Hanya untuk mengurus angka-angka saja, orang harus belajar dan kuliah selama bertahun-tahun, hingga di perguruan tinggi yang sangat terpercaya. Mengapa? Karena mengurus angka-angka akuntansi membutuhkan pengetahuan, kemampuan, sekaligus kecermatan.
Sekarang bayangkan, jika untuk mengurus angka-angka yang disebut akuntansi saja membutuhkan proses pembelajaran dan kuliah bertahun-tahun, apalagi mengurus anak-anak yang akan tumbuh menjadi manusia...?
Ironisnya, amat sangat... sangat sedikit orang yang memahami kenyataan penting itu.
Untuk menjadi akuntan dan mengurus akuntansi, orang perlu belajar bertahun-tahun. Untuk menjadi pengacara dan mengurus hukum, orang perlu belajar bertahun-tahun. Untuk menjadi dokter dan mengurus kesehatan, orang perlu belajar bertahun-tahun. Untuk menjadi guru dan mendidik murid di sekolah, orang perlu belajar bertahun-tahun. Tapi untuk menjadi orang tua dan membesarkan anak-anak... mereka sama sekali tidak belajar!
Demi Tuhan, apa yang lebih mengerikan dari itu...?
Ada jutaan—oh, well, miliaran—orang yang begitu pede melahirkan anak-anak, lalu membesarkan dan mendidik anak-anaknya, padahal mereka tidak memiliki pengetahuan memadai, tidak memiliki pemahaman yang mumpuni, pendeknya tidak memiliki kompetensi dalam mendidik dan membesarkan anak. Maka anak-anak itu pun tumbuh di bawah didikan yang keliru, di bawah asuhan yang keliru, dengan cara membesarkan yang keliru.
Seperti yang saya alami. Seperti yang dilakukan orang tua saya kepada anak-anaknya.

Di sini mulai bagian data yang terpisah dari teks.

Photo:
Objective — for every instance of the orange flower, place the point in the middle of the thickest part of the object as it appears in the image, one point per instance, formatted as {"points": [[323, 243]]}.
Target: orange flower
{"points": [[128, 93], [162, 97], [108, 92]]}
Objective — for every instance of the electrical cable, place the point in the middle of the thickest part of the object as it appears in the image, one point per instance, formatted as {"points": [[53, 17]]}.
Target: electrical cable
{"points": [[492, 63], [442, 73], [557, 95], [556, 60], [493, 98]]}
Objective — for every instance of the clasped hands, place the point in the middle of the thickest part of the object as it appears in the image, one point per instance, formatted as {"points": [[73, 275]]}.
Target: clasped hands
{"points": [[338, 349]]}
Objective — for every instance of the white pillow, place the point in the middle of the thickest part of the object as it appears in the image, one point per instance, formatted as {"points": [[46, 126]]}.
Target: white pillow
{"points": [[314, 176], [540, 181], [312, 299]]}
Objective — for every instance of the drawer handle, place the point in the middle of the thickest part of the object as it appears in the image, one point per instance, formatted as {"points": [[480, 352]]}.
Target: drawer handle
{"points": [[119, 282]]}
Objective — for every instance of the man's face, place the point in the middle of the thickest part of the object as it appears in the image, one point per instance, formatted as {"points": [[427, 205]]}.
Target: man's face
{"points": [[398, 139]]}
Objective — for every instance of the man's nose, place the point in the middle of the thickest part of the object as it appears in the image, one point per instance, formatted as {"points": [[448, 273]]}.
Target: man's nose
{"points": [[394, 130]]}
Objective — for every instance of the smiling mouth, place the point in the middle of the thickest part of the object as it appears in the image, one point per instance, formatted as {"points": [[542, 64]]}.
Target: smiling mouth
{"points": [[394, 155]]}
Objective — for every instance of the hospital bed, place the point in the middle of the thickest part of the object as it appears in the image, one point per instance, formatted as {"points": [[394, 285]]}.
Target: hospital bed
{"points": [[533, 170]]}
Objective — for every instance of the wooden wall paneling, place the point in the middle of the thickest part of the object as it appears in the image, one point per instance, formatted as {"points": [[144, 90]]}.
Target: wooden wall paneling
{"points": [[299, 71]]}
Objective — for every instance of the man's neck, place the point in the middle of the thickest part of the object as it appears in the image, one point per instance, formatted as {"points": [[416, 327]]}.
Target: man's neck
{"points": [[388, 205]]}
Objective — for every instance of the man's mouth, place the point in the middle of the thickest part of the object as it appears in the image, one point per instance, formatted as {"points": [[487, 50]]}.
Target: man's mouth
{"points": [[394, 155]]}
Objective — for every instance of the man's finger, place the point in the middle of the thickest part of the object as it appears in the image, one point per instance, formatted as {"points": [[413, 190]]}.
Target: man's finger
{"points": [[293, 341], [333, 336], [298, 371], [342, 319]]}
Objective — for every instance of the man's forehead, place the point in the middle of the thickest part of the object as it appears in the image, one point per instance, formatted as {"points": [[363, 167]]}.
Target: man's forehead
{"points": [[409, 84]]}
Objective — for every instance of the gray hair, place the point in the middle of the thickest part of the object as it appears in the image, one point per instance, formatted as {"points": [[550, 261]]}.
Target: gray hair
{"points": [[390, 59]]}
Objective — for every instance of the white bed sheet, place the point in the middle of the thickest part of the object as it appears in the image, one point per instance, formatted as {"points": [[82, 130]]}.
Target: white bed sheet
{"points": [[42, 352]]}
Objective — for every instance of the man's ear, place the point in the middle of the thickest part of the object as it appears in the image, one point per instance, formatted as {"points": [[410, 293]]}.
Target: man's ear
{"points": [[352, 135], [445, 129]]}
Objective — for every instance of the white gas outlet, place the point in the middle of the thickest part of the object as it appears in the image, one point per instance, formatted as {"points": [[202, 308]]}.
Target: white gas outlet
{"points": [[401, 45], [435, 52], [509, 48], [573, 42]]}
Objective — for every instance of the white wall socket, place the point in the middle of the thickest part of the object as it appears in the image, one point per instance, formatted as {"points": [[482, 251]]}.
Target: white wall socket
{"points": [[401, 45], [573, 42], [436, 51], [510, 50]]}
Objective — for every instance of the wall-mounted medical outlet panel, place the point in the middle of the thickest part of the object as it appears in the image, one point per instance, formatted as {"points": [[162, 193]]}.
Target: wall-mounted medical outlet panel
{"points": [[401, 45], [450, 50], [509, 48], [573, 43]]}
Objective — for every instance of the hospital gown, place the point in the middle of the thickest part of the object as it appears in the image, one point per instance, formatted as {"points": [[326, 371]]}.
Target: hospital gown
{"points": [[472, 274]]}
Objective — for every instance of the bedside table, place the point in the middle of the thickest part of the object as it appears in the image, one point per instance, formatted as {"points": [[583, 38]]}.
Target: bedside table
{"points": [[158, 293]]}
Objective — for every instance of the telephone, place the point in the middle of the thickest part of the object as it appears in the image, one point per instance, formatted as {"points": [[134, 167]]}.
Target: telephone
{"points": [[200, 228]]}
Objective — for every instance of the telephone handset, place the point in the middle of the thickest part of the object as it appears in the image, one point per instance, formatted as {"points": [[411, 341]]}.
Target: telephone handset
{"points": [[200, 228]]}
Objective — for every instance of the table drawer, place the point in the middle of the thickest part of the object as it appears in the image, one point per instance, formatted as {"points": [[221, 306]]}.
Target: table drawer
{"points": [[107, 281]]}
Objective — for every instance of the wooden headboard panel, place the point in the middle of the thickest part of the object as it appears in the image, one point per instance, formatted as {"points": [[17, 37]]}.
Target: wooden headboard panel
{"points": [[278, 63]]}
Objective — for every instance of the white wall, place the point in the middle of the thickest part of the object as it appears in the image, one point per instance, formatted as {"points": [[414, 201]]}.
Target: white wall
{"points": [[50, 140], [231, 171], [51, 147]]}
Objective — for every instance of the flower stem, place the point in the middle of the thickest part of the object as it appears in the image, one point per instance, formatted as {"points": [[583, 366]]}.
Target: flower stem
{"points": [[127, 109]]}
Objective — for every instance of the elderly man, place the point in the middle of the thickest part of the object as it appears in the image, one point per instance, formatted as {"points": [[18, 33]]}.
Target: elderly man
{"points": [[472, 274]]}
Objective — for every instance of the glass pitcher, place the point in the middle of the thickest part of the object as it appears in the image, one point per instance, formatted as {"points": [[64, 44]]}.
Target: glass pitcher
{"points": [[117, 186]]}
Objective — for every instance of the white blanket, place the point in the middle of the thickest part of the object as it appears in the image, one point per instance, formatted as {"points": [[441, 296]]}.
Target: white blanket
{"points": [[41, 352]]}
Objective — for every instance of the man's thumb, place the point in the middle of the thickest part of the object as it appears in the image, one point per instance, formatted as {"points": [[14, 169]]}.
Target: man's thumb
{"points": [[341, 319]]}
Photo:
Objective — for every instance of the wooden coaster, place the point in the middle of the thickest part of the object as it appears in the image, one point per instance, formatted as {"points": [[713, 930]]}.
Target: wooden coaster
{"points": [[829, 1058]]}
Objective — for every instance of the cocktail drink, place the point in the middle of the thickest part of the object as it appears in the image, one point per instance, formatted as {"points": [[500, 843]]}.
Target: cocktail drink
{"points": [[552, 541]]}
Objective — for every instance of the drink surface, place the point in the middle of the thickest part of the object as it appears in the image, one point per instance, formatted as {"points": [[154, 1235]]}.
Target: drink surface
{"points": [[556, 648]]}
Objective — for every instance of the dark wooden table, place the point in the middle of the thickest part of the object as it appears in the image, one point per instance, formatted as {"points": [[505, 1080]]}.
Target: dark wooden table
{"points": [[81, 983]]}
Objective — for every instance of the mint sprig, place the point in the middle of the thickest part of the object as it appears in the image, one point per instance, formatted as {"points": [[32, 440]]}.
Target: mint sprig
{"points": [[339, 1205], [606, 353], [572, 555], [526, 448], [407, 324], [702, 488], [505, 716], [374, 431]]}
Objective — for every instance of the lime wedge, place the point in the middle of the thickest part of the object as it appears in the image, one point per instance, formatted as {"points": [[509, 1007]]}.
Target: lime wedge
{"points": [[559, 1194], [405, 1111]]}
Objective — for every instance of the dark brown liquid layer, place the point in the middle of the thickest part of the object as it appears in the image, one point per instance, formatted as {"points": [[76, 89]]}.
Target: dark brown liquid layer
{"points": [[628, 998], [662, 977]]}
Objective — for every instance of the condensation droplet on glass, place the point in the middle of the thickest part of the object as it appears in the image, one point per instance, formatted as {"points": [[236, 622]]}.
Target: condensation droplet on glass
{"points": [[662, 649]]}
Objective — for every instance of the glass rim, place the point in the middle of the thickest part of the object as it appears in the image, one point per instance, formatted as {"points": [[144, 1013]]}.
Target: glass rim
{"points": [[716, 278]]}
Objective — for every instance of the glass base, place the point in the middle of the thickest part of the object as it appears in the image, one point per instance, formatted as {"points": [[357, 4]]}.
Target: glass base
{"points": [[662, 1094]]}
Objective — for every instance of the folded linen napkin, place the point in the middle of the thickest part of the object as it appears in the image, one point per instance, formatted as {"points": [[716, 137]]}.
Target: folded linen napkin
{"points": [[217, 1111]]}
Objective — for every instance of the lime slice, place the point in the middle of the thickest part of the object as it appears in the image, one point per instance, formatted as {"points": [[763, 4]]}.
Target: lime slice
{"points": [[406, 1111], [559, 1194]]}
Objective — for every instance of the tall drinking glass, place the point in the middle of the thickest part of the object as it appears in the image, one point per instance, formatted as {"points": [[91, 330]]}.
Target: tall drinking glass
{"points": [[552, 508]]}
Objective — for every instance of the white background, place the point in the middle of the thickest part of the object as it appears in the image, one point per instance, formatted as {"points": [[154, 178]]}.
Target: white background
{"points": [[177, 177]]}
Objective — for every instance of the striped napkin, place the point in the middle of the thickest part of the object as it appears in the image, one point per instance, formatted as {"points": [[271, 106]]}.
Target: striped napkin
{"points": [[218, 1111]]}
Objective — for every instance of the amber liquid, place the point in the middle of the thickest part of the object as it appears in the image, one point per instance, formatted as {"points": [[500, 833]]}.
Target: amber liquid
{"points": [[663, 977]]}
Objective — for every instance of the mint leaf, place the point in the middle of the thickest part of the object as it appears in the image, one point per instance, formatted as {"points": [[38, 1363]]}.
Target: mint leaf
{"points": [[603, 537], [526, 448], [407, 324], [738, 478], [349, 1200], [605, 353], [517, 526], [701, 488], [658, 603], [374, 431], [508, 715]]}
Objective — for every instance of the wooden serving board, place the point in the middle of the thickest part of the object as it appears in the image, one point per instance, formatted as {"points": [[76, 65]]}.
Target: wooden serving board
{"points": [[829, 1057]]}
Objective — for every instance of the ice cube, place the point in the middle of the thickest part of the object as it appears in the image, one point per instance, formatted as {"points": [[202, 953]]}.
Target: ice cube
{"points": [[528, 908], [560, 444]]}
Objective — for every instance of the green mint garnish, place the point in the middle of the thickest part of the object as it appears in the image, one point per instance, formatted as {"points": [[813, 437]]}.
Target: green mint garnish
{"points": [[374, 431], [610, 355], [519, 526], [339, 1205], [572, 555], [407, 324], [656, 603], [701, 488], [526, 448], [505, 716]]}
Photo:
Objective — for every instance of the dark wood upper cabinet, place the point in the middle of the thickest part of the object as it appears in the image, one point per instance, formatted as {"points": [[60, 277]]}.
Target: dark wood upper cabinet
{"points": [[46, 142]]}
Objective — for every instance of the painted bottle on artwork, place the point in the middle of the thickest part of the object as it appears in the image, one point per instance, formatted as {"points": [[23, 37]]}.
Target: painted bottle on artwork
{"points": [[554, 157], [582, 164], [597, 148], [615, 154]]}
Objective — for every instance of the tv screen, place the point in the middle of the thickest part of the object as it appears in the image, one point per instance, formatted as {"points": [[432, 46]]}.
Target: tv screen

Bisa dibilang, orang tua saya—dan miliaran orang tua lain di dunia—memiliki anak-anak bukan dengan kesadaran dan pengetahuan, melainkan sebagai hasil eksperimen mengerikan.
Mereka tidak memiliki pengetahuan yang cukup tentang mendidik dan membesarkan anak, melainkan hanya bermodal keyakinan bahwa mereka bisa melakukan. Apa yang lebih mengerikan dari itu? Ini urusan membesarkan manusia, bukan urusan angka-angka keparat di layar komputer! Tapi mereka melakukan tanpa belajar dan tanpa pengetahuan, melainkan hanya bermodal nekad!
Sekali lagi, saya tidak menyalahkan orang tua saya. Karena, bagaimana pun, orang tua saya adalah hasil didikan orang tuanya. Meski saya tidak melihat bagaimana mereka dulu saat masih kecil, tapi saya yakin cara mereka dididik orang tuanya sama persis seperti cara mereka mendidik saya. Sebuah lingkaran setan yang diawali dari kesalahan yang dianggap benar. Cara mendidik dan membesarkan yang sebenarnya keliru, tapi diyakini benar.
Mungkin saya patut bersyukur, karena setidaknya ibu kini menyadari kesalahannya, mengakui bahwa cara mendidik dan membesarkan anak yang dulu dilakukannya adalah kesalahan, dan sekarang dia menyesal.
Tetapi, seperti yang sering dikatakan orang, penyesalan selalu datang di belakang. Dan penyesalan itu, sayangnya, telah menciptakan begitu banyak kerusakan. Saya tahu betul hal itu. Karena sayalah korbannya, sayalah yang menanggung kerusakan terbesar. Dan kini, setiap malam, saya masih kerap membayangkan diri sebagai serigala yang kesakitan, melolong sendirian di tengah kegelapan... pada hening rembulan.